Polyus is the largest gold producer in Russia with the second largest gold reserves in the world (the Company’s proven and probable reserves amount to 109 mln ounces). The Company’s main operations are located in the Krasnoyarsk Krai, the Irkutsk and Magadan Regions, and the Republic of Sakha (Yakutia) and include five operational mines and a number of projects under construction and development.

key assessment factors

The Company demonstrates positive (low) indicators for water consumption and wastewater discharge per unit of revenue in monetary terms compared to the companies in the sample. The indicators of emissions of harmful substances, greenhouse gases (GHG), and energy consumption generally correspond to the average specific value for the industry. The amount of generated waste per unit of revenue constrains the environmental impact assessment (mainly due to a significant share of overburden rock and tailings in waste, which accounts for the most of waste generated by the Company). At the same time, the Agency applied positive adjustments for the dynamics of specific indicators of water consumption, emissions of harmful substances, greenhouse gas emissions, and wastewater discharge (reduction in specific values).

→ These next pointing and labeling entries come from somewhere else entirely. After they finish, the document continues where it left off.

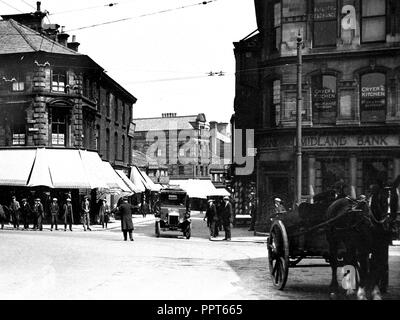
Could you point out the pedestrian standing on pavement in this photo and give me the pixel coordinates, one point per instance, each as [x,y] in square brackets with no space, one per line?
[54,211]
[212,218]
[68,215]
[227,218]
[3,217]
[38,212]
[26,212]
[125,211]
[86,213]
[104,211]
[145,208]
[14,208]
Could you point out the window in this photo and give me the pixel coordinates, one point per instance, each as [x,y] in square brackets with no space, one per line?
[58,127]
[276,102]
[276,27]
[116,106]
[325,23]
[58,81]
[108,104]
[116,146]
[293,20]
[108,151]
[123,148]
[124,113]
[373,20]
[373,97]
[324,99]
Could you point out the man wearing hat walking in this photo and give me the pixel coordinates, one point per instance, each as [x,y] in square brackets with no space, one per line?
[125,211]
[86,213]
[212,218]
[54,211]
[227,218]
[26,211]
[68,214]
[38,213]
[14,208]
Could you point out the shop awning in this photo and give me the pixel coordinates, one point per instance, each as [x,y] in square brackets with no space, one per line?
[200,189]
[149,183]
[138,180]
[16,166]
[58,168]
[128,182]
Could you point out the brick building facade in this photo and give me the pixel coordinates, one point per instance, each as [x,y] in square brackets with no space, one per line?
[53,96]
[351,100]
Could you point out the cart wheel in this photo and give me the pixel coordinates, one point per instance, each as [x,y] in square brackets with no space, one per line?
[188,232]
[278,254]
[158,231]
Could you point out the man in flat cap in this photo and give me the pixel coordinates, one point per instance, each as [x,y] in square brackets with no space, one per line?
[68,215]
[26,212]
[227,217]
[38,213]
[54,211]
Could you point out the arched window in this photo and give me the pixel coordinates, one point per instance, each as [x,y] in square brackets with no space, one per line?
[324,99]
[373,97]
[116,146]
[108,148]
[123,148]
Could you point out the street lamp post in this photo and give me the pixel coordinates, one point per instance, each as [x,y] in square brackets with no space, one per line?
[299,109]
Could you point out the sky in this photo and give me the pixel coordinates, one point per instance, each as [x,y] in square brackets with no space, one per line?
[162,59]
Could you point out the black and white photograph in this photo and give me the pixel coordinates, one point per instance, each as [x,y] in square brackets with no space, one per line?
[220,152]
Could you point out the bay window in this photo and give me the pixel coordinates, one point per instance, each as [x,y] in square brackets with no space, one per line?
[324,99]
[325,23]
[373,20]
[373,97]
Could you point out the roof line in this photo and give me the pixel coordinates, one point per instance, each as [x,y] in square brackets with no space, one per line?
[16,27]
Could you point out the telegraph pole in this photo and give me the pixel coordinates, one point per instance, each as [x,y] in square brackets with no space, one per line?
[299,109]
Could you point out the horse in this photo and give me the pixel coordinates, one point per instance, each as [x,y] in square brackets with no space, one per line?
[363,227]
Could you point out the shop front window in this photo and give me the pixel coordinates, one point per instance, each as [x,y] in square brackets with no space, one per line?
[375,171]
[58,127]
[294,15]
[373,20]
[58,81]
[325,23]
[324,99]
[333,171]
[373,97]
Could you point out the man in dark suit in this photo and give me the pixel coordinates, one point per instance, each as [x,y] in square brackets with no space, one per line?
[212,218]
[227,218]
[39,214]
[125,211]
[25,212]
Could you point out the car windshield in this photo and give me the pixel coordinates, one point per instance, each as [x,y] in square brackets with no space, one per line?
[170,199]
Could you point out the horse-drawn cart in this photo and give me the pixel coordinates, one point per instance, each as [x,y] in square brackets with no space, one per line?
[299,235]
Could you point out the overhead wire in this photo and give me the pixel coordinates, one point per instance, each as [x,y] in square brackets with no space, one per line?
[9,5]
[143,15]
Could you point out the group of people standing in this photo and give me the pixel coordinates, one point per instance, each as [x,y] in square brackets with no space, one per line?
[23,212]
[219,214]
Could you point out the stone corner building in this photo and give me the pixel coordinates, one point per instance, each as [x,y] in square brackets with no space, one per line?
[53,96]
[351,95]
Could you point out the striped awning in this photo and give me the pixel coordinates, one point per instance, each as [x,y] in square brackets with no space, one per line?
[59,168]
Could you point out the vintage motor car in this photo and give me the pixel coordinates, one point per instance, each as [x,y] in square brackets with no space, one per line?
[173,213]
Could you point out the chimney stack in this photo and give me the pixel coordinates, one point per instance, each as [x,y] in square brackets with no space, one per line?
[63,37]
[73,45]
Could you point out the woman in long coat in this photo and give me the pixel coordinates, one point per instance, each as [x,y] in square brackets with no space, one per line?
[125,211]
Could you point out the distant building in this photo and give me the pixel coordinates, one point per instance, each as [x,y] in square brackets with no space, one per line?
[182,143]
[53,96]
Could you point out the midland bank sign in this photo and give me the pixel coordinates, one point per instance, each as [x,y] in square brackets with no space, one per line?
[336,141]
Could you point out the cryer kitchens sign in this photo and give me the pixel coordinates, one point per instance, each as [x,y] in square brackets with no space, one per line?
[336,141]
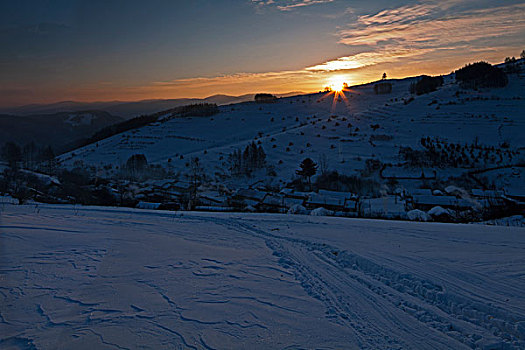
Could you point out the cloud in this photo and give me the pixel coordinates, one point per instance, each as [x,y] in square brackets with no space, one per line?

The Agency applied positive modifiers in the area of environmental impact for 93% of water consumption with recycled water, a high share (100%) of regulatory clean wastewater, as well as the 100% use of renewable energy sources.

The Agency also applied an additional positive analytical adjustment for the Company’s disclosure of information on GHG emissions (Scope 3). This information is disclosed by a very small number of companies in the Russian Federation.

The Company demonstrates a high level of management of environmental risks. The Company received high scores for most of the risks that ACRA views as relevant. Insufficient information about measurable performance indicators has a limiting influence on the assessment of a number of risks.

Compliance with best practices was awarded a high score in view of the fact that that Company regularly carries out monitoring, assesses environmental and climate risks, carries out several biodiversity conservation projects, and has disclosed its environmental policy, Climate Strategy, and energy efficiency programs. Polyus maintains external communication with stakeholders on environmental issues, has certified environmental and energy management systems, as well as a competence center and an environmental division. In addition, the Company has external verification of data on Scope 1, 2 and 3 GHG emissions, carries out a scenario analysis of the impact of climate factors on its activities over different time horizons, and also offsets its carbon footprint by purchasing carbon-free electricity certificates.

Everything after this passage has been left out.